Tersangka adalah Sayfullo Saipov, seorang imigran asal Uzbek berusia 29 tahun. Ia mengaku kepada pihak berwenang bahwa ia merencanakan serangan tersebut satu tahun yang lalu.
Ia juga mengakui bahwa aksi itu dilakukannya karena terinspirasi oleh video propaganda kelompok militan ISIS yang ia simpan di telepon genggamnya. Ia pun sengaja memilih waktu di tanggal 31 Oktober karena bertepatan dengan Halloween dii mana banyak orang berkumpul. Mulanya, ia berencana untuk menyerang Jembatan Brooklyn serta jalur sepeda, namun dialihkan ke Manhattan.

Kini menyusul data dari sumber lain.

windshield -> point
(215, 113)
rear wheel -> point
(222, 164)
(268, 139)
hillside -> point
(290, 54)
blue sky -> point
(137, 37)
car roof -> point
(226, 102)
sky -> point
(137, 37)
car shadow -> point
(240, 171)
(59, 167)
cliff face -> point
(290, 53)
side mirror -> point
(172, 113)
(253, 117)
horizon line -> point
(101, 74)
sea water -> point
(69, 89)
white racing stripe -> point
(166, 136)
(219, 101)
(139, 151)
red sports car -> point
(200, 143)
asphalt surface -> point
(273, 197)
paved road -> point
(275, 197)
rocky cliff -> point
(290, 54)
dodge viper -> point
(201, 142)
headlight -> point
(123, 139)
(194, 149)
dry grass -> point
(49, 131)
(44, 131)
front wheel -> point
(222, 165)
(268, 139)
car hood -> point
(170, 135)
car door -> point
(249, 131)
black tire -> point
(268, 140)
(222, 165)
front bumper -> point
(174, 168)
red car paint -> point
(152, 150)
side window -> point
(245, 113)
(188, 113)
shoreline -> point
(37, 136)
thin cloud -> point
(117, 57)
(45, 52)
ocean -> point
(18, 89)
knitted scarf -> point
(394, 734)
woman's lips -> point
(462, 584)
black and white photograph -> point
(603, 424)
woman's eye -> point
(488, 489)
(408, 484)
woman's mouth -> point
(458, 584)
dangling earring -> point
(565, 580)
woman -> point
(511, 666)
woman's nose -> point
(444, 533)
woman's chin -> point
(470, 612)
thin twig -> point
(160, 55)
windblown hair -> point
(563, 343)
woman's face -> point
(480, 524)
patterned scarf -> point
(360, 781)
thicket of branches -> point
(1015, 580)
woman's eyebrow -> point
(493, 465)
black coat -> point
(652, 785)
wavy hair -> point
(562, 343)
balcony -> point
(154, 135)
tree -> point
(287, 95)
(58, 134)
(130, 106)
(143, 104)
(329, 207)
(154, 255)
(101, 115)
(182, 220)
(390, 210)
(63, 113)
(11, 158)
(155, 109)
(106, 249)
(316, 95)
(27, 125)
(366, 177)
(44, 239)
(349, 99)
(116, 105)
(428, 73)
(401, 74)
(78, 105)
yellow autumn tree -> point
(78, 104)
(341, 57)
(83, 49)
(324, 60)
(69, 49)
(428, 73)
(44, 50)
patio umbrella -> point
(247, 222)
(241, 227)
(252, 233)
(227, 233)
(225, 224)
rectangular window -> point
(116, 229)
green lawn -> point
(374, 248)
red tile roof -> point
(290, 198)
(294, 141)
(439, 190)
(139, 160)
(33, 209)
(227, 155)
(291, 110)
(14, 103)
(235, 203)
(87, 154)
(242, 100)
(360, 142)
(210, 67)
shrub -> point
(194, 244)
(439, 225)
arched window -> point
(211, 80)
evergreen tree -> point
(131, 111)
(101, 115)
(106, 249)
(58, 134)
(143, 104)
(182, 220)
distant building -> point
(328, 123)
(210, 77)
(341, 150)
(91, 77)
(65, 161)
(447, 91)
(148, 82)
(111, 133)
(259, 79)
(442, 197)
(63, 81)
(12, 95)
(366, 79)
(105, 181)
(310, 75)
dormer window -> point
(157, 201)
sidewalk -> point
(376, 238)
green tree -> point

Saipov didakwa dengan satu tuduhan memberikan dukungan material dan sumber daya ke organisasi teroris asing yakni ISIS dan satu hitungan kekerasan dan penghancuran kendaraan bermotor.
Polisi juga mengatakan bahwa Saipov telah meninggalkan sebuah catatan yang memuji ISIS.
"Inti dari catatan tersebut adalah bahwa ISIS akan bertahan selamanya," kata Komisaris Polisi New York John Miller mengatakan dalam sebuah konferensi pers.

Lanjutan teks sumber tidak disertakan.